Since $A^3-2A-I=0$ , any eigenvalue of $A$ satisfies
$$\lambda^3-2\lambda-1=0 \Rightarrow \lambda=-1, \frac{1 \pm \sqrt{5}}{2}$$
Let $\lambda_{1,2,3}$ be the eigenvalues of $A$. Then
$$tr(A^T)=tr(A^2-I) \Rightarrow
\lambda_1+\lambda_2+\lambda_3 = \lambda_1^2+\lambda_2^2+\lambda_3^2-3 \\
\Rightarrow \sum_{j=1}^3(\lambda_j^2 -\lambda_j -1) =0 \qquad (*)$$
Note that $\lambda= \frac{1 \pm \sqrt{5}}{2}$ satisfy $\lambda^2 -\lambda-1=0$, while $\lambda=-1$ satisfies $\lambda^2 -\lambda-1>0$
It follows from $(*)$ that $-1$ is NOT an eigenvalue of $A$.

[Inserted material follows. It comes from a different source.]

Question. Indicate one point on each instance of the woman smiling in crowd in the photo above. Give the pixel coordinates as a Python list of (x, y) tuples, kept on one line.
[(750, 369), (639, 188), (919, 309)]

Therefore, the minimal polynomial of $A$ is
$$\mu_A(x)=(x- \frac{1 +\sqrt{5}}{2})^\alpha (x- \frac{1 -\sqrt{5}}{2})^\beta$$
Moreover, since $A^3-2A-I=0$ we have $\mu_A(x) | X^3-2X-1$ and hence $\alpha, \beta \leq 1$.
Therefore, we have three choices left:
$$\mu_A(x)=(x- \frac{1 +\sqrt{5}}{2})\\
\mu_A(x)= (x- \frac{1 -\sqrt{5}}{2})\\
\mu_A(x)=(x- \frac{1 +\sqrt{5}}{2}) (x- \frac{1 -\sqrt{5}}{2})$$
The first two lead to the solutions
$$A=\lambda I \qquad \lambda= \frac{1 \pm +\sqrt{5}}{2}$$
While the last gives
$$A^2-A-I =0$$
and hence
$$A=A^T$$